I've seen the possible duplicate, thank you for pointing that out! It's different only in that I'm focused on preserving personal relationships in a job that was otherwise pretty good to me, but can't offer the growth opportunities I feel I need as an engineer.
I currently work as a developer at a small company (roughly 6 people). In the last 2-3 months, I've been actively interviewing to find another role (mainly for growth reasons) and recently received my first offer that has a short expiration window.
Leaving the company poses some ethical issues for me:
We've recently scheduled a massive release of code to production that I'm supposed to oversee (a release that, until recently, had been continually postponed throughout my last 6 months at this company).
The project that's scheduled for this huge release is difficult to bring people onto – it's a complicated project, and a lot of the "onboarding" that occurred when I started was really just me learning it on my own, meaning that there aren't a lot of resources to get started and a future developer would basically have to either learn it on their own or take up a lot the only other developer's time to be properly onboarded.
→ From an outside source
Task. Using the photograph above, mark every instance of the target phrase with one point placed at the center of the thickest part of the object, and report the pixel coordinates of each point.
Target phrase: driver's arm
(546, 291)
Our company is positioned to take on a lot of new projects in the near term, and losing 1 of 2 developers that can work on the project means they may be very bandwidth-constrained for the short to medium term.
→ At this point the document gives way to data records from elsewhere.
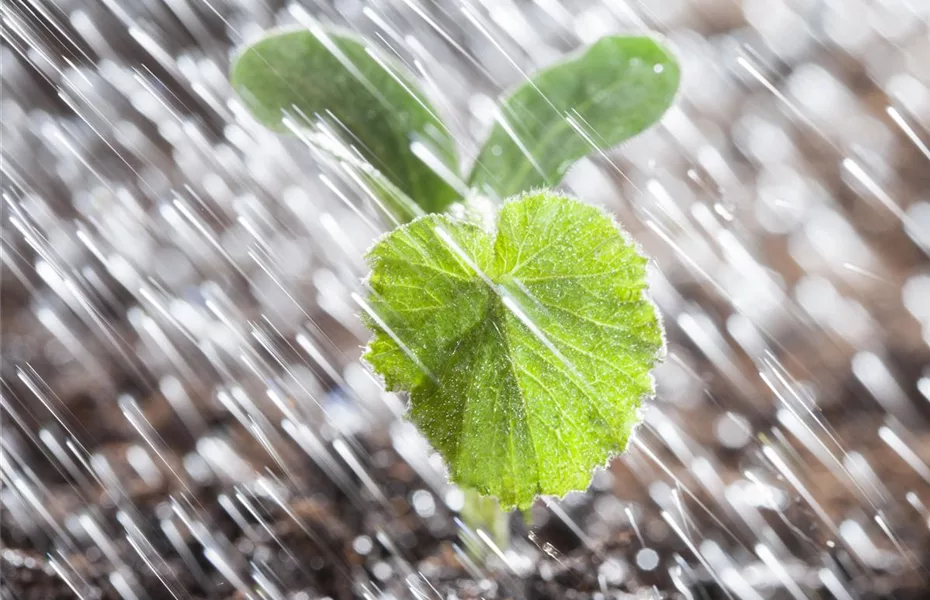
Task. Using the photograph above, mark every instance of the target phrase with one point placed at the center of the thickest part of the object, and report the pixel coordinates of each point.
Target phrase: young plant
(526, 346)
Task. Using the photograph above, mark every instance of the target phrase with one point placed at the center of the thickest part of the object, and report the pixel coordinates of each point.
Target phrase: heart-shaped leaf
(526, 353)
(372, 104)
(610, 92)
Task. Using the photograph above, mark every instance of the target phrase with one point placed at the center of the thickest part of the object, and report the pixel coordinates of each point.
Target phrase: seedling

There doesn't seem like there will ever really be a good time to leave, even though there could be better, albeit still bad, times to segue out in the future. I do not, however, want to spend another three months at this position to aid my exit, especially since that would mean that I would become embedded in these new projects. It seems that leaving sooner, rather than later, might end up being a better alternative.
The core problem though, is that I'm interested in taking the offer and don't want to let it expire, and I'm wondering what the best way to leave is.
More concretely:
- How much notice is appropriate given the above 3 conditions?
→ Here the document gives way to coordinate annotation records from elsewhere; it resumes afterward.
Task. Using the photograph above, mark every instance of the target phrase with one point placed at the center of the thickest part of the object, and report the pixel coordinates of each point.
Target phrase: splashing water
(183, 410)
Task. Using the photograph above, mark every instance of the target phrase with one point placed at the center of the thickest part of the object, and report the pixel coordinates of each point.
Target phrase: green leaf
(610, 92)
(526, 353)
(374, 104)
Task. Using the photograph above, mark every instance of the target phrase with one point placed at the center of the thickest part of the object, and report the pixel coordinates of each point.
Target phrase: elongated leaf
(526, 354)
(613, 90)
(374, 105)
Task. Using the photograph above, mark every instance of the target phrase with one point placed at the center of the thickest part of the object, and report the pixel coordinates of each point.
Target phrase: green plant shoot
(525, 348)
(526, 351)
- Is there any way that this could not be taken personally, given that it's such a small company? If possible, I'd like to be able to have a positive managerial reference in the future since up until leaving I feel like I did my job well.
- Once I know that I'm likely to accept the offer, is the right thing to do to communicate that ASAP?
- (Edited) I still have other companies I want to finish my interview process with, and if possible would like to do this before the aforementioned offer I've received expires. Would it be unheard of to simply be upfront with my current company and take a week off to complete my outstanding interviews (provided that I extend my offboarding period)?